Anisotropy may also exist within the horizontal plane itself (e.g., where sedimentary deposition has taken place under the influence of unidirectional forces, such as for highly channelized systems). However, this type of anisotropy usually is less pronounced than the contrast between vertical and horizontal permeability and it often is ignored for simulation purposes. Furthermore, horizontal anisotropy is seldom quantified through core analysis. Anisotropy is most easily dealt with by orienting the grid directions parallel to principal axes of the permeability tensor, obviating the need to deal with subdiagonal terms in simulation algorithms. Where horizontal anisotropy exists, the principal directions usually are controlled geologically and they can be accommodated by use of a geologically influenced grid orientation.

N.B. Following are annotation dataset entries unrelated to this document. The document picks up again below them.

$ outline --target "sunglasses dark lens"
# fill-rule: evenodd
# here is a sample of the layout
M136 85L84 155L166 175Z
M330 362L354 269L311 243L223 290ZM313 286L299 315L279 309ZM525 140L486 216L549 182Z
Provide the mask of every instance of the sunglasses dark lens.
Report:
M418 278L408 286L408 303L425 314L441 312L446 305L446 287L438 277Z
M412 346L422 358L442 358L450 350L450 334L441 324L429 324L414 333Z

Vertical-/horizontal-permeability contrasts can have a significant effect on actual and predicted reservoir performance. At the core-plug scale, anisotropy manifests itself through flow paths of different tortuosity, resulting from sedimentological phenomena such as grain orientation and fine clay-mineral layers. On a larger scale, shale bands affect anisotropy. Here, the vertical-/horizontal-permeability ratio depends greatly on the degree of scaling up. Permeability anisotropy must be quantified both at the grid-cell-thickness level, for input directly into the fluid-flow equations, and at a scale much finer than that of the grid cell, to enable generating appropriate pseudo­relative permeability curves, which are affected by permeability anisotropy.

Workflows for Initialization

The workflows selected for initializing a reservoir-model/-simulation study are influenced strongly by the purpose of the study. Complex workflows that include detailed stratigraphic and facies constraints do not necessarily provide better results than simple workflows that focus on functionality. The emphasis should be on correct representation of reliable data rather than on complexity. The authors emphasize the value that can be added to any procedure that involves processing data by ensuring that the data are quality checked and by using them in conjunction with complementary data sets from independent sources. The workflow leading up to initialization involves large volumes of data covering diverse disciplines. The authors focused on a subset comprising those key areas. It is believed that following the correct sequence and integrating diverse data sets appropriately can improve the initialized model. Workflows for conventional and special core analysis, log analysis, scaling up, and dynamic conditioning are presented in Tables 2 through 6 in the complete paper.

This article, written by Senior Technology Editor Dennis Denney, contains highlights of paper SPE 160248, “Optimizing the Value of Reservoir Simulation Through Quality-Assured Initialization,” by Paul F. Worthington, SPE, Gaffney, Cline & Associates, and Shane K.F. Hattingh, SPE, ERC Equipoise, prepared for the 2012 SPE Asia Pacific Oil and Gas Conference and Exhibition, Perth, Australia, 22–24 October. The paper has not been peer reviewed.